As per the study, if one partner behaves selfishly, it is better that the other partner behaves altruistically rather than selfishly as well. And similarly if one partner can't make decisions on their own it is better that the other partner takes control. This way, they reach a satisfactory outcome which either best reflects their individual preferences or what both partners personally liked.
“When you see that your partner is acting selfishly, it is better to let it go and act altruistically instead; let them make the decision because this will ultimately ensure a better outcome for you than if you act selfishly too,” said Hristina Nikolova, lead author of the study. The researchers explained that when opposites try to make a decision, the selfish partner willingly explains what they want whereas the altruistic partner accepts these suggestions and may even start to like them. And often partners end up liking the same thing so the altruistic partner will feel that they're getting what they want without having to make too many efforts.

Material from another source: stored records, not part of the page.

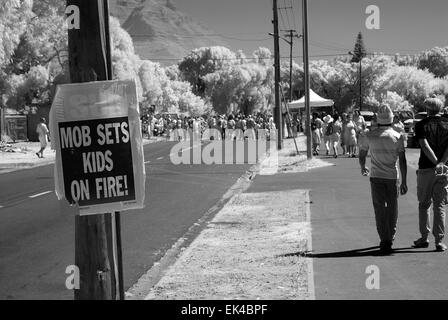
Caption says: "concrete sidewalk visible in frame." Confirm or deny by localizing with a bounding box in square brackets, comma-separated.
[127, 136, 330, 300]
[290, 149, 448, 300]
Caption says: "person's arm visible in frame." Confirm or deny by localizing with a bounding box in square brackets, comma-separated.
[398, 151, 408, 195]
[436, 143, 448, 174]
[359, 147, 370, 176]
[418, 139, 440, 165]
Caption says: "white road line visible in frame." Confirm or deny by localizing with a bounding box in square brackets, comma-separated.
[29, 191, 53, 199]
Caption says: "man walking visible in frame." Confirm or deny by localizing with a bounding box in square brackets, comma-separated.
[359, 105, 408, 254]
[414, 98, 448, 251]
[36, 118, 50, 158]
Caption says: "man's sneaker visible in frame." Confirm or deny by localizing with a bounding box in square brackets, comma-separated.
[380, 241, 393, 255]
[412, 238, 429, 248]
[436, 242, 448, 252]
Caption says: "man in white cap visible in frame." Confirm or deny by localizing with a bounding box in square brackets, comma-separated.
[359, 105, 408, 254]
[414, 98, 448, 251]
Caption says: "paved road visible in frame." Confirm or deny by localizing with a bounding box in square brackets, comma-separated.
[300, 149, 448, 300]
[0, 142, 250, 299]
[247, 149, 448, 300]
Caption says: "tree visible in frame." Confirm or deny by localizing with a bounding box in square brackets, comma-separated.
[351, 32, 367, 63]
[179, 46, 236, 97]
[0, 0, 33, 69]
[418, 47, 448, 78]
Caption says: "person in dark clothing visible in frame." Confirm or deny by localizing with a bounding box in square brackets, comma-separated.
[414, 98, 448, 251]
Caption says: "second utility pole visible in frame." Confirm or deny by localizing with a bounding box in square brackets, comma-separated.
[273, 0, 283, 150]
[302, 0, 313, 160]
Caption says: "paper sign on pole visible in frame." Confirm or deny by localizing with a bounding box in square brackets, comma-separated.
[50, 80, 145, 215]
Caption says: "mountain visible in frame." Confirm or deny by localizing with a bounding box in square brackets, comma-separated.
[109, 0, 228, 65]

Thanks to this, even though the decision might be made by one partner, both the partners will feel satisfied with the outcome. “In the context of joint choices, however, we find that two selfish heads do worse than one altruistic and one selfish head; two selfish consumers jointly choose options that neither of them prefers. This happens because both partners are likely to be rigidly self-oriented when negotiating with others,” Nikolova said.
“This propensity to counteroffer rather than concede inadvertently leads to negotiation. The two selfish partners trade rejected offers until they land on an option that is further down both of their preference lists but is deemed acceptable by both partners,” Nikolova added.